Agroforestry, the deliberate combination of woody plants and agriculture, is one of the measures to protect the environment and the climate. The European Union uses Agro-Environmental Indicators (AEI) to assess the success of these measures and its environmental policy. If agro-ecological elements such as agroforestry are to be recognised as valuable by practitioners and policy makers, and if their development is to be monitored, they need to be visible at the level of the AEI.

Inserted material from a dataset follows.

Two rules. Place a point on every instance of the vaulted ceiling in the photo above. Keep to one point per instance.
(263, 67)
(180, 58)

We have therefore identified categories of indicators from five legal frameworks (EU 8th Environment Action Programme, Common Agricultural Policy (CAP), Carbon Removals Framework, Soil Monitoring and Resilience Directive, Nature Restoration Law) that are relevant to the assessment of the impact of agroforestry. Twelve impact indicators have been identified as most relevant for farm-scale monitoring of their impact.At present, however, each country, legal framework or sector uses its own indicators, and while some data is collected at local level, it is often only reported as aggregated data at Member State level. This prevents local decision-makers or practitioners from using the informatin.
As part of the DigitAF project, a HorizonEurope project on digital tools for agroforestry, we selected a DigitAF farm as a case study and evaluated the current situation of how agroforestry is reflected (or not reflected) in the AEI. Based on the rather negative results, we outline possibilities for better representation in the AEI using existing environmental databases, but also identify bottlenecks in data availability and resolution. Finally, we make several recommendations for improving data collection and provision, e.g. at the LPIS level.
The benefits of agroforestry can only be communicated if they can be 'seen' at local level and in practice. In other words, if we want to use the AEI as reporting tool, we need to provide data at field or farm level. This would allow policy makers and practitioners to use it, and thus show the best way to quantify the impact of newly introduced agroforestry.